Standing Seam Multiwall Polycarbonate
The multiwall polycarbonate canopies combine the benefits of design, light transmission, thermal insulation, and strength all in one.
They offer unique design capabilities because the polycarbonate can easily be curved. So creating a barrel-type walkway cover, a dramatic curved entry canopy, or even an entire domed pool enclosure is easily accomplished with this type of material. All of this can be accomplished at a value price for customers, it’s a good choice in lieu of glass. And the polycarbonate is available in several different colors for a fun addition to the overall design concept.
Additionally, the polycarbonate is lightweight, leakproof, and can withstand very high impact. It’s also designed to accommodate expansion and contraction. This makes the canopies great for long-term applications like covered walkways, awnings, and entrance covers.
Low Slope Monolithic Standing Seam Polycarbonate
When you need a canopy with a low slope, common over entrances, but don’t want the cost of glass, then the low slope monolithic standing seam is the best option. The single-sheet polycarbonate panels offer superior drainage in a low-slope design and are a cost-effective solution. The panels are stronger than glass and are available in several different colors.
Canopies are usually noted under CSI in section 10: 10 73 16, 10 73 26, or 10 73 43. But they can also be found under CSI section 08: 08 45 00, 08 44 33, or 08 45 13 – just to name a few. You can browse details about the different canopy types in our products.
If you need help selecting the best canopy or covered walkway for your project, please contact us.

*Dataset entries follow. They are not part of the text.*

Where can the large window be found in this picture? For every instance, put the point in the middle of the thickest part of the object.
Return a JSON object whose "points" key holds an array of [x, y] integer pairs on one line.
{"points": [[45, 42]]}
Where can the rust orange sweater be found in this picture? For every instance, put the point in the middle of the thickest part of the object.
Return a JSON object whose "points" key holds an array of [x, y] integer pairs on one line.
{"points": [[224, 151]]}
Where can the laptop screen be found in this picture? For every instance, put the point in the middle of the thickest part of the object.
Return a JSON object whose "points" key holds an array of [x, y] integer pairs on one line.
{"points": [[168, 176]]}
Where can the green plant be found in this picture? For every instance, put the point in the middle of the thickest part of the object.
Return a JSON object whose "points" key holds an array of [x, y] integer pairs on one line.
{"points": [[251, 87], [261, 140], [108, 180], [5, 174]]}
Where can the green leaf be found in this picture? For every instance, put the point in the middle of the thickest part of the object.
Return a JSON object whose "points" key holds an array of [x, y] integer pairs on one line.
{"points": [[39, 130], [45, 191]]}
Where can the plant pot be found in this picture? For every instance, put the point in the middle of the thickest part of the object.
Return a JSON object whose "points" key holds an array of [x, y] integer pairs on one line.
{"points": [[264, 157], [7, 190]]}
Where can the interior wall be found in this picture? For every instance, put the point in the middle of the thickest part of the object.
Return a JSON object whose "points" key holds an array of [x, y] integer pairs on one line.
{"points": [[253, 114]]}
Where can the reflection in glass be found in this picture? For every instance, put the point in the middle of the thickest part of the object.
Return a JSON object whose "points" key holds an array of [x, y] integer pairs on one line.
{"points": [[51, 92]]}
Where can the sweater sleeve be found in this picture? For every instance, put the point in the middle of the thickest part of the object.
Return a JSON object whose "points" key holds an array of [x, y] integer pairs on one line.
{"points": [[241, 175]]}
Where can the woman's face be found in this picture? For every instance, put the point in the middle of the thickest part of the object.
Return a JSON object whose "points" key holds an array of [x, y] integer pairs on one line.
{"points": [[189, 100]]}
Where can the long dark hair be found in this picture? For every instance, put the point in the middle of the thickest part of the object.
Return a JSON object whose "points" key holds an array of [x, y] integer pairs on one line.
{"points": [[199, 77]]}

We’re always ready to help with design options and specs.
Canopy Q & A
What are the cost differences between the various canopy materials like glass, aluminum, and polycarbonate?
The cost differences between glass, aluminum, and polycarbonate canopies can vary quite a bit. Glass tends to be the most expensive material option due to the specialized fabrication and structural support required. Aluminum frame glass canopies are more cost effective than point-supported glass but still carry a premium price. Polycarbonate multiwall panel systems are typically the most budget friendly canopy option, providing good durability and light transmission at the lowest cost.
How much maintenance is required for the different canopy types over time?
The maintenance requirements for canopies depends on the material type. Glass canopies require the most vigilant cleaning and inspection regime to stay looking pristine and ensure structural integrity over decades of use. Aluminum frame glass canopies also need occasional cleaning and safety checks of the connections and seals. Polycarbonate multiwall systems require the least maintenance – just occasional cleaning with soap and water to remove dirt and debris. The sealed panel connections eliminate any weathering concerns over time with proper initial installation.
What are the structural requirements and load capacities for the frame and anchors to properly support canopies?
The structural frameworks and anchors for canopies need to be specified based on the span lengths, projected snow and wind loads expected, and deadweight of the canopy system itself. Glass and aluminum canopies require robust underlying supports to account for the weight of the materials and dynamic loads. Larger polycarbonate panel systems also need adequate structural capacity, though the material is relatively lightweight. In all cases, a licensed structural engineer should assess the canopy design and specify the appropriate foundational supports to safely carry and resist applicable gravity and lateral loads per local building codes. The suppliers can also provide load tables to aid in proper sizing of anchors and connections.